Arida, então, desfia tudo o que Lula e o PT vêm fazendo com as instituições brasileiras nos últimos anos. Não 50 atrás, mas nos últimos 16 anos, e continua fazendo até hoje. E concede que o PT e Lula também são um risco.

Como PSDB da gema, o reflexo de Arida foi responder que um fanfarrão que cita Ustra na votação do impeachment é um elemento mais pernicioso para as instituições democráticas do que um partido que, dia e noite, chama todo o Congresso de golpista, faz pouco caso da Justiça, orquestrou a maior pilhagem da história republicana e que quer controlar a mídia.

Depois, os “estrategistas” do PSDB se perguntam porque Alckmin virou um nanico.

As duas grandes muralhas

Eugênio Bucci comete hoje um artigo no Estadão que explica muito do que vimos no Roda Viva esta semana.

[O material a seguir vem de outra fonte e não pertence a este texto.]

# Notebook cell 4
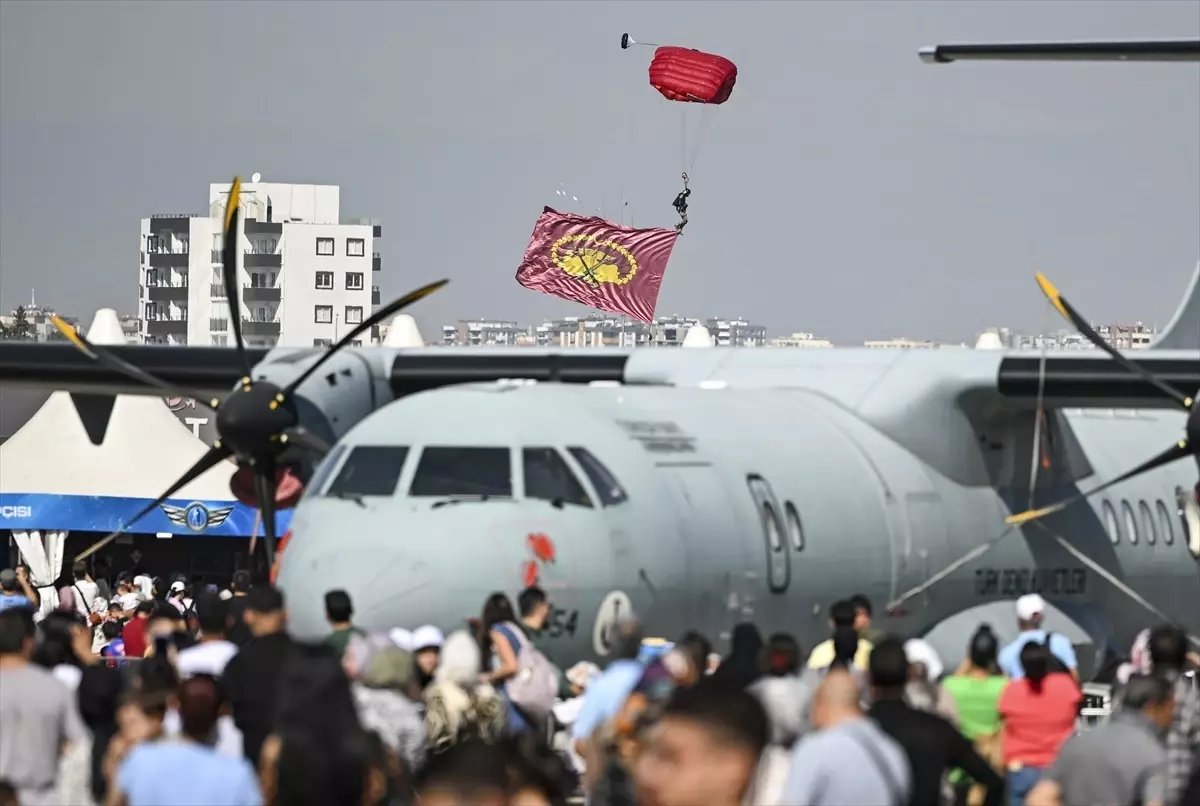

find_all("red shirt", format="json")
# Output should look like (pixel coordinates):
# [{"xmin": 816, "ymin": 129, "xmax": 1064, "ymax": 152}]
[
  {"xmin": 1000, "ymin": 672, "xmax": 1084, "ymax": 768},
  {"xmin": 121, "ymin": 615, "xmax": 150, "ymax": 657}
]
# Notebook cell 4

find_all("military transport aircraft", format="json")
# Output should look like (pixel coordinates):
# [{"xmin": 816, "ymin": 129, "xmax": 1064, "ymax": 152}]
[{"xmin": 0, "ymin": 43, "xmax": 1200, "ymax": 672}]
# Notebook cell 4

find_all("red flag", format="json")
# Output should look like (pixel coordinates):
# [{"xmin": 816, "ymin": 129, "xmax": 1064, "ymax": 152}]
[{"xmin": 517, "ymin": 207, "xmax": 679, "ymax": 323}]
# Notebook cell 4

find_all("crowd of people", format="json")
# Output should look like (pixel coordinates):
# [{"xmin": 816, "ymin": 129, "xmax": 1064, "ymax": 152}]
[{"xmin": 0, "ymin": 564, "xmax": 1200, "ymax": 806}]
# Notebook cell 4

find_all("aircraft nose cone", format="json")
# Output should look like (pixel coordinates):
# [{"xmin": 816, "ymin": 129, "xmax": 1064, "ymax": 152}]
[{"xmin": 278, "ymin": 545, "xmax": 442, "ymax": 640}]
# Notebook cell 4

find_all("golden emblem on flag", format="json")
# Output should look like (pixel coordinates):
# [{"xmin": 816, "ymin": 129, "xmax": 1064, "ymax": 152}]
[{"xmin": 550, "ymin": 233, "xmax": 637, "ymax": 287}]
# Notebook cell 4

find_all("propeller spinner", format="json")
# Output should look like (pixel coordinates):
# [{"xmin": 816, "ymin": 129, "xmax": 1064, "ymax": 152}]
[
  {"xmin": 53, "ymin": 176, "xmax": 449, "ymax": 567},
  {"xmin": 1004, "ymin": 273, "xmax": 1200, "ymax": 525}
]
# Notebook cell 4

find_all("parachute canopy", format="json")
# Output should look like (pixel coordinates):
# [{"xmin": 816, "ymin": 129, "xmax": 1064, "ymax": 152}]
[{"xmin": 650, "ymin": 46, "xmax": 738, "ymax": 103}]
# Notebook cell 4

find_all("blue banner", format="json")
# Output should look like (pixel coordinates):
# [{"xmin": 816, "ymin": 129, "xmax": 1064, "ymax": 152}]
[{"xmin": 0, "ymin": 493, "xmax": 292, "ymax": 537}]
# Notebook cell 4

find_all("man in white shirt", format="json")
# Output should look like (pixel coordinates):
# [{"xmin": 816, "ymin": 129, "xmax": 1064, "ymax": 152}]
[{"xmin": 175, "ymin": 593, "xmax": 238, "ymax": 678}]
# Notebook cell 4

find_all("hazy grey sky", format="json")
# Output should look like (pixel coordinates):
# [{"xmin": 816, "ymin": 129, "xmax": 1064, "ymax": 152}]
[{"xmin": 0, "ymin": 0, "xmax": 1200, "ymax": 341}]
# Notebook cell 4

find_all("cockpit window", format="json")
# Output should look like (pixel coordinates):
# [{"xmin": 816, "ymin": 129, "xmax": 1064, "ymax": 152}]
[
  {"xmin": 408, "ymin": 447, "xmax": 512, "ymax": 498},
  {"xmin": 566, "ymin": 447, "xmax": 629, "ymax": 506},
  {"xmin": 521, "ymin": 447, "xmax": 592, "ymax": 507},
  {"xmin": 325, "ymin": 445, "xmax": 408, "ymax": 498}
]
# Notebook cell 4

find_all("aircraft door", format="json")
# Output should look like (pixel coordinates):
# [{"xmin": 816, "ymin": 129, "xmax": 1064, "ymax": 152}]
[
  {"xmin": 746, "ymin": 474, "xmax": 792, "ymax": 596},
  {"xmin": 658, "ymin": 464, "xmax": 756, "ymax": 640}
]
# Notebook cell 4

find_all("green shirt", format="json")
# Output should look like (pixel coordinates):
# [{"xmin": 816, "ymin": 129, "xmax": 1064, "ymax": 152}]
[
  {"xmin": 325, "ymin": 627, "xmax": 366, "ymax": 655},
  {"xmin": 942, "ymin": 674, "xmax": 1008, "ymax": 741}
]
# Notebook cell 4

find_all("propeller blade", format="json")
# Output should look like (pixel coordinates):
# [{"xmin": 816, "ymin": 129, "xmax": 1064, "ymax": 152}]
[
  {"xmin": 275, "ymin": 279, "xmax": 450, "ymax": 403},
  {"xmin": 1037, "ymin": 272, "xmax": 1194, "ymax": 409},
  {"xmin": 221, "ymin": 176, "xmax": 250, "ymax": 378},
  {"xmin": 254, "ymin": 464, "xmax": 275, "ymax": 569},
  {"xmin": 76, "ymin": 443, "xmax": 233, "ymax": 563},
  {"xmin": 50, "ymin": 314, "xmax": 221, "ymax": 411},
  {"xmin": 1004, "ymin": 439, "xmax": 1192, "ymax": 527},
  {"xmin": 280, "ymin": 426, "xmax": 330, "ymax": 457}
]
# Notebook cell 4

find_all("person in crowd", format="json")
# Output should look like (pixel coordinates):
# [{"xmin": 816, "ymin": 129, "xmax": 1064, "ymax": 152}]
[
  {"xmin": 424, "ymin": 630, "xmax": 505, "ymax": 754},
  {"xmin": 571, "ymin": 618, "xmax": 643, "ymax": 758},
  {"xmin": 634, "ymin": 678, "xmax": 770, "ymax": 806},
  {"xmin": 850, "ymin": 594, "xmax": 888, "ymax": 646},
  {"xmin": 904, "ymin": 638, "xmax": 959, "ymax": 727},
  {"xmin": 226, "ymin": 571, "xmax": 253, "ymax": 646},
  {"xmin": 325, "ymin": 590, "xmax": 366, "ymax": 655},
  {"xmin": 0, "ymin": 569, "xmax": 36, "ymax": 610},
  {"xmin": 109, "ymin": 674, "xmax": 263, "ymax": 806},
  {"xmin": 749, "ymin": 632, "xmax": 814, "ymax": 748},
  {"xmin": 222, "ymin": 585, "xmax": 295, "ymax": 766},
  {"xmin": 993, "ymin": 640, "xmax": 1084, "ymax": 806},
  {"xmin": 0, "ymin": 607, "xmax": 88, "ymax": 806},
  {"xmin": 121, "ymin": 597, "xmax": 155, "ymax": 657},
  {"xmin": 1024, "ymin": 674, "xmax": 1175, "ymax": 806},
  {"xmin": 1137, "ymin": 625, "xmax": 1200, "ymax": 806},
  {"xmin": 175, "ymin": 593, "xmax": 238, "ymax": 679},
  {"xmin": 808, "ymin": 600, "xmax": 872, "ymax": 672},
  {"xmin": 412, "ymin": 624, "xmax": 445, "ymax": 688},
  {"xmin": 868, "ymin": 638, "xmax": 1004, "ymax": 806},
  {"xmin": 779, "ymin": 668, "xmax": 918, "ymax": 806},
  {"xmin": 352, "ymin": 636, "xmax": 425, "ymax": 771},
  {"xmin": 713, "ymin": 621, "xmax": 762, "ymax": 688},
  {"xmin": 942, "ymin": 624, "xmax": 1008, "ymax": 806},
  {"xmin": 1000, "ymin": 594, "xmax": 1079, "ymax": 681},
  {"xmin": 256, "ymin": 642, "xmax": 373, "ymax": 806}
]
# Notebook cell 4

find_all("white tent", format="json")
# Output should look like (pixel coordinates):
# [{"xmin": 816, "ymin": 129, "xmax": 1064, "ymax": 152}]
[{"xmin": 0, "ymin": 308, "xmax": 236, "ymax": 610}]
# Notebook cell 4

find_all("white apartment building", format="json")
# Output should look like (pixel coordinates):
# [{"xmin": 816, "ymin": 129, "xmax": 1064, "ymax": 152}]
[{"xmin": 138, "ymin": 174, "xmax": 382, "ymax": 347}]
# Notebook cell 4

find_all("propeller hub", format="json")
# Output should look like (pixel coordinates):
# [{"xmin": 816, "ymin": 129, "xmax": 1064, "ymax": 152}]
[{"xmin": 217, "ymin": 380, "xmax": 296, "ymax": 464}]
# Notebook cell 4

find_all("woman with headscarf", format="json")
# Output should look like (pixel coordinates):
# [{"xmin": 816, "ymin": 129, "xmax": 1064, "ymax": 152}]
[
  {"xmin": 712, "ymin": 621, "xmax": 762, "ymax": 688},
  {"xmin": 425, "ymin": 630, "xmax": 505, "ymax": 753}
]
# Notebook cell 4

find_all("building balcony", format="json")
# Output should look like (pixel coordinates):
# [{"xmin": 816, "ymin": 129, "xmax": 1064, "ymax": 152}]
[
  {"xmin": 246, "ymin": 218, "xmax": 283, "ymax": 236},
  {"xmin": 148, "ymin": 252, "xmax": 187, "ymax": 269},
  {"xmin": 145, "ymin": 317, "xmax": 187, "ymax": 337},
  {"xmin": 241, "ymin": 285, "xmax": 280, "ymax": 302},
  {"xmin": 145, "ymin": 285, "xmax": 187, "ymax": 302},
  {"xmin": 241, "ymin": 252, "xmax": 283, "ymax": 269},
  {"xmin": 241, "ymin": 320, "xmax": 280, "ymax": 336}
]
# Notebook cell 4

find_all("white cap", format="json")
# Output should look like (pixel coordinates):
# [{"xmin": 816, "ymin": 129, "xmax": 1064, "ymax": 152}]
[
  {"xmin": 1016, "ymin": 594, "xmax": 1046, "ymax": 621},
  {"xmin": 388, "ymin": 627, "xmax": 413, "ymax": 652},
  {"xmin": 413, "ymin": 624, "xmax": 445, "ymax": 652}
]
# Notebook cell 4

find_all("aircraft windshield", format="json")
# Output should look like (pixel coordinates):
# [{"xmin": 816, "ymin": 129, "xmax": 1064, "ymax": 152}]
[
  {"xmin": 521, "ymin": 447, "xmax": 592, "ymax": 507},
  {"xmin": 325, "ymin": 445, "xmax": 408, "ymax": 498},
  {"xmin": 566, "ymin": 447, "xmax": 629, "ymax": 506},
  {"xmin": 408, "ymin": 447, "xmax": 512, "ymax": 498}
]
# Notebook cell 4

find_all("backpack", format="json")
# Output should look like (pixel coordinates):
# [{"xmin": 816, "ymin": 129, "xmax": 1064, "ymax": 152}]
[{"xmin": 497, "ymin": 625, "xmax": 558, "ymax": 722}]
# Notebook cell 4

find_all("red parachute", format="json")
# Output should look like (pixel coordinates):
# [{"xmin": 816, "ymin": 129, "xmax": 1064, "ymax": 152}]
[{"xmin": 620, "ymin": 34, "xmax": 738, "ymax": 233}]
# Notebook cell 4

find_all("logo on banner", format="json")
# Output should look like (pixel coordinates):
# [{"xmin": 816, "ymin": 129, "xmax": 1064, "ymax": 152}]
[{"xmin": 158, "ymin": 501, "xmax": 233, "ymax": 533}]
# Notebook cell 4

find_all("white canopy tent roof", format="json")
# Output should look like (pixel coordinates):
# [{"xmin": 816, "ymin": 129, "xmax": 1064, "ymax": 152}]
[{"xmin": 0, "ymin": 308, "xmax": 236, "ymax": 501}]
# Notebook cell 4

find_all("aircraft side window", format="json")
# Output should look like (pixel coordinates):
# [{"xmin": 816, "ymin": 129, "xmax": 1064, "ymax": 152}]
[
  {"xmin": 1138, "ymin": 501, "xmax": 1158, "ymax": 546},
  {"xmin": 521, "ymin": 447, "xmax": 592, "ymax": 507},
  {"xmin": 784, "ymin": 501, "xmax": 804, "ymax": 552},
  {"xmin": 1154, "ymin": 501, "xmax": 1175, "ymax": 546},
  {"xmin": 325, "ymin": 445, "xmax": 408, "ymax": 498},
  {"xmin": 566, "ymin": 447, "xmax": 629, "ymax": 506},
  {"xmin": 1100, "ymin": 501, "xmax": 1121, "ymax": 546},
  {"xmin": 1121, "ymin": 501, "xmax": 1138, "ymax": 546},
  {"xmin": 408, "ymin": 446, "xmax": 512, "ymax": 498}
]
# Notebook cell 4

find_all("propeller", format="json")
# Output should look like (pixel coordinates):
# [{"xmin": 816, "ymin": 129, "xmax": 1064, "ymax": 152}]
[
  {"xmin": 1004, "ymin": 273, "xmax": 1200, "ymax": 527},
  {"xmin": 53, "ymin": 176, "xmax": 450, "ymax": 567}
]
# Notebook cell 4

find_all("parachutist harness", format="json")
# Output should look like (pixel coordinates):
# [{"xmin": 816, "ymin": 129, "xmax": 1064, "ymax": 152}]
[{"xmin": 671, "ymin": 172, "xmax": 691, "ymax": 235}]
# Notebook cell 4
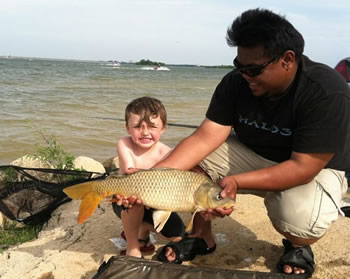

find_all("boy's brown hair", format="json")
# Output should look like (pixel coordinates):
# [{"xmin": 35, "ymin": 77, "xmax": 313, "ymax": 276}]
[{"xmin": 125, "ymin": 96, "xmax": 167, "ymax": 127}]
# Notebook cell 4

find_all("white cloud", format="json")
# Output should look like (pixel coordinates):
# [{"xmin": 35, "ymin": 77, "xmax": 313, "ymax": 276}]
[{"xmin": 0, "ymin": 0, "xmax": 350, "ymax": 65}]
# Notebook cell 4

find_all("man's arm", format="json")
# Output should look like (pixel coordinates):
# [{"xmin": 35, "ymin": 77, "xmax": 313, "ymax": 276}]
[
  {"xmin": 154, "ymin": 118, "xmax": 232, "ymax": 170},
  {"xmin": 219, "ymin": 152, "xmax": 334, "ymax": 200}
]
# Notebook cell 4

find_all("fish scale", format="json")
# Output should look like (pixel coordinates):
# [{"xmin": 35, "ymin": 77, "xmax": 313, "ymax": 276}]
[
  {"xmin": 95, "ymin": 169, "xmax": 214, "ymax": 211},
  {"xmin": 63, "ymin": 169, "xmax": 235, "ymax": 225}
]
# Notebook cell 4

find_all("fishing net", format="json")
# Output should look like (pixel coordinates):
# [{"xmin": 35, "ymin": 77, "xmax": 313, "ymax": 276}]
[{"xmin": 0, "ymin": 166, "xmax": 106, "ymax": 225}]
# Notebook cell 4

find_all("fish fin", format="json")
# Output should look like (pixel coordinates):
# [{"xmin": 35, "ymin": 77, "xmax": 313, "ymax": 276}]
[
  {"xmin": 152, "ymin": 210, "xmax": 171, "ymax": 233},
  {"xmin": 185, "ymin": 208, "xmax": 203, "ymax": 232},
  {"xmin": 63, "ymin": 181, "xmax": 95, "ymax": 200},
  {"xmin": 63, "ymin": 181, "xmax": 103, "ymax": 224},
  {"xmin": 78, "ymin": 191, "xmax": 103, "ymax": 224}
]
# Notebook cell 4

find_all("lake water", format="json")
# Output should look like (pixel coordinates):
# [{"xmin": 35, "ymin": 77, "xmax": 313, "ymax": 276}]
[{"xmin": 0, "ymin": 58, "xmax": 229, "ymax": 165}]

Ele começa o artigo afirmando que “Dois limites comprimem a democracia brasileira. Duas muralhas móveis, cada uma de um lado, vão se aproximando uma da outra, como nestas máquinas de compactar detritos. Combinadas, as duas podem transformar o projeto democrático que se desenhou para o Brasil a partir da Constituinte federal de 1988 num pacote de lixo concentrado.”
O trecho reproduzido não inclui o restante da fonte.